Recommendation 3 Provide intensive support for people using acute and mental health services

Who should take action?
  • Doctors, and stop smoking advisers, health and social care practitioners trained to provide intensive stop smoking support.

What action should they take?
  • Discuss current and past smoking behaviour and develop a personal stop smoking plan as part of a review of their health and wellbeing.

  • Provide information about the different types of stop smoking pharmacotherapies and how to use them.

  • Provide information about the types of intensive behavioural support available.

  • Offer and arrange or supply prescriptions of stop smoking pharmacotherapies (see recommendation 6).

  • For anyone who does not want, is not ready or is unable to stop completely, encourage the use of licensed nicotine-containing products to help them abstain and provide intensive behavioural support to maintain abstinence from smoking while in secondary care. Follow recommendation 8 in NICE guidance on tobacco: harm-reduction approaches to smoking (NICE public health guidance 45) where appropriate.
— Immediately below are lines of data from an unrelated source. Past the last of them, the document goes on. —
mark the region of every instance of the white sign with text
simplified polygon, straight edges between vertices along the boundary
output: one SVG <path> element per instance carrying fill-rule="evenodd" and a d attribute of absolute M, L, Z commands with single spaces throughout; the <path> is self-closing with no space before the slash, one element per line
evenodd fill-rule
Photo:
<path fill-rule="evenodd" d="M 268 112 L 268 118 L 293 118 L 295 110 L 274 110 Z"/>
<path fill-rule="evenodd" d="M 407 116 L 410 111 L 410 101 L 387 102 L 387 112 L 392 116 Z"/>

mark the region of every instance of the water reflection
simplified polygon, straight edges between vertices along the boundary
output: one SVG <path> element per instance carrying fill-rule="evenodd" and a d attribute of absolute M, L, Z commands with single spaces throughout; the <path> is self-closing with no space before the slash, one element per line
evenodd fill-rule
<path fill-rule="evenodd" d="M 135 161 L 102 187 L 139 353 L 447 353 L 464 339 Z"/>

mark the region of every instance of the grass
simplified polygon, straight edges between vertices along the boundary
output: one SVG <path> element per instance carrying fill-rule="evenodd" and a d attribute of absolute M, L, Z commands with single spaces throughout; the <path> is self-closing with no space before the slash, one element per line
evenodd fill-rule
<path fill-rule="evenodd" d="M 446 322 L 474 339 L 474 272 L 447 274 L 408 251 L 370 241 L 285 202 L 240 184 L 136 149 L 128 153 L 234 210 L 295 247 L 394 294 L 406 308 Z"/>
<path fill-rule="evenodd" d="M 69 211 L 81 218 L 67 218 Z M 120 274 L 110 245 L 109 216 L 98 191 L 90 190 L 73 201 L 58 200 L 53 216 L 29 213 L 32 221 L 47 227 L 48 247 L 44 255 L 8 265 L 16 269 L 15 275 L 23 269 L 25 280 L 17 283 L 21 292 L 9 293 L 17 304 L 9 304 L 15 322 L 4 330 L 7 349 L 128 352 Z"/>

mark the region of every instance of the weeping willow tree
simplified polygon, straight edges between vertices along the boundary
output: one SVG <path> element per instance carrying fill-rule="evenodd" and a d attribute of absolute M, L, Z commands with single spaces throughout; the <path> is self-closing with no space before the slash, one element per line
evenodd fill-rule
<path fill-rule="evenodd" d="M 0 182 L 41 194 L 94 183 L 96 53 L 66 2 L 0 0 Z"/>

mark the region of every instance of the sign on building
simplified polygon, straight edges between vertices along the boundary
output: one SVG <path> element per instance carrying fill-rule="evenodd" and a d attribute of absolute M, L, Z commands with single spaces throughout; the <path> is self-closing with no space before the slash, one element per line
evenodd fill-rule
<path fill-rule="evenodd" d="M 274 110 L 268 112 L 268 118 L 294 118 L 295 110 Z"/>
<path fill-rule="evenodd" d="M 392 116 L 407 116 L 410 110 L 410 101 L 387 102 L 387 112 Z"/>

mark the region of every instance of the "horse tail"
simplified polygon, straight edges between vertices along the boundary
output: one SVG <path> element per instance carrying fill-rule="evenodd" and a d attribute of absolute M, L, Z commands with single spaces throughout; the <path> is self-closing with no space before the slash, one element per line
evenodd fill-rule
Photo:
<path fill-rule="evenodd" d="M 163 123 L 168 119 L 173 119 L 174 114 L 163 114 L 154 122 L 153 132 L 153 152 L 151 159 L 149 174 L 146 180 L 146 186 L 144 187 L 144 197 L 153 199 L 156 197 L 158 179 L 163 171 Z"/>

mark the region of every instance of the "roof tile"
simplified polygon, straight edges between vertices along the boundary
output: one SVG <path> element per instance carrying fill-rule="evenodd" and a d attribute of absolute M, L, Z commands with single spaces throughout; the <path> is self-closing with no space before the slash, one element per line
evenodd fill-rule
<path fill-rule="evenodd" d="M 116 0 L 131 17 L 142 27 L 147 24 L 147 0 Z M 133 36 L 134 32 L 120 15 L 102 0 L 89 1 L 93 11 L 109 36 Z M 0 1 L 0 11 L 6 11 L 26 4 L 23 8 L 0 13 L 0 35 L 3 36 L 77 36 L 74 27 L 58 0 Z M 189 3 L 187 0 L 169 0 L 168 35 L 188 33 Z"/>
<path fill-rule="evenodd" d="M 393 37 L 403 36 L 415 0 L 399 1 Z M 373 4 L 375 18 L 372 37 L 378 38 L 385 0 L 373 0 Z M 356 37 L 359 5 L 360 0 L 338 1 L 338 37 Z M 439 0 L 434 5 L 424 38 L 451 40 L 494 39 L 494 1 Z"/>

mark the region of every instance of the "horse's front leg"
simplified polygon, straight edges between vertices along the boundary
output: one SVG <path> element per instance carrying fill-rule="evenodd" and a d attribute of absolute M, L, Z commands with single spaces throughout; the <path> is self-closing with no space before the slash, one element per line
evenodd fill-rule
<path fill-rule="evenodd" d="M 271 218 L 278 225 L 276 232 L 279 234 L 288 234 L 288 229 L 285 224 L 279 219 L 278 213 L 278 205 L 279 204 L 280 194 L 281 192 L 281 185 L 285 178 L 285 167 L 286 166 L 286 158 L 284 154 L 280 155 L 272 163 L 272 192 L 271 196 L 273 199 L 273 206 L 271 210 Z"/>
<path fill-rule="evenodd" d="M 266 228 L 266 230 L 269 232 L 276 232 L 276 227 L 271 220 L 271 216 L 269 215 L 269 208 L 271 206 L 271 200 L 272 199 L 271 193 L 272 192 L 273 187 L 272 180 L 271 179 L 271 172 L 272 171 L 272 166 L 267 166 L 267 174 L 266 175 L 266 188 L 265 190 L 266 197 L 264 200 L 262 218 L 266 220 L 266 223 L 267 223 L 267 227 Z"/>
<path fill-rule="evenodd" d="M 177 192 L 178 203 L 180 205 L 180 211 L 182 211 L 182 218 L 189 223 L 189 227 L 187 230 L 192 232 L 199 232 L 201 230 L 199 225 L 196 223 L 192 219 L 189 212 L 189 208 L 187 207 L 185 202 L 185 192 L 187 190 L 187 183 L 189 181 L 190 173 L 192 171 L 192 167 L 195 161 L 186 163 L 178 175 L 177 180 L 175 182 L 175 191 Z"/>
  • Offer, and if they agree, use measurements of exhaled carbon monoxide during each contact, to motivate and provide feedback on progress.

  • Alert the person's healthcare providers and prescribers to changes in smoking behaviour because other drug doses may need adjusting (see recommendation 7).

  • In addition, for people admitted to a secondary care setting:

    • Provide immediate support if necessary, and otherwise within 24 hours of admission.

    • Provide support (delivered in the setting) as often and for as long as needed during admission.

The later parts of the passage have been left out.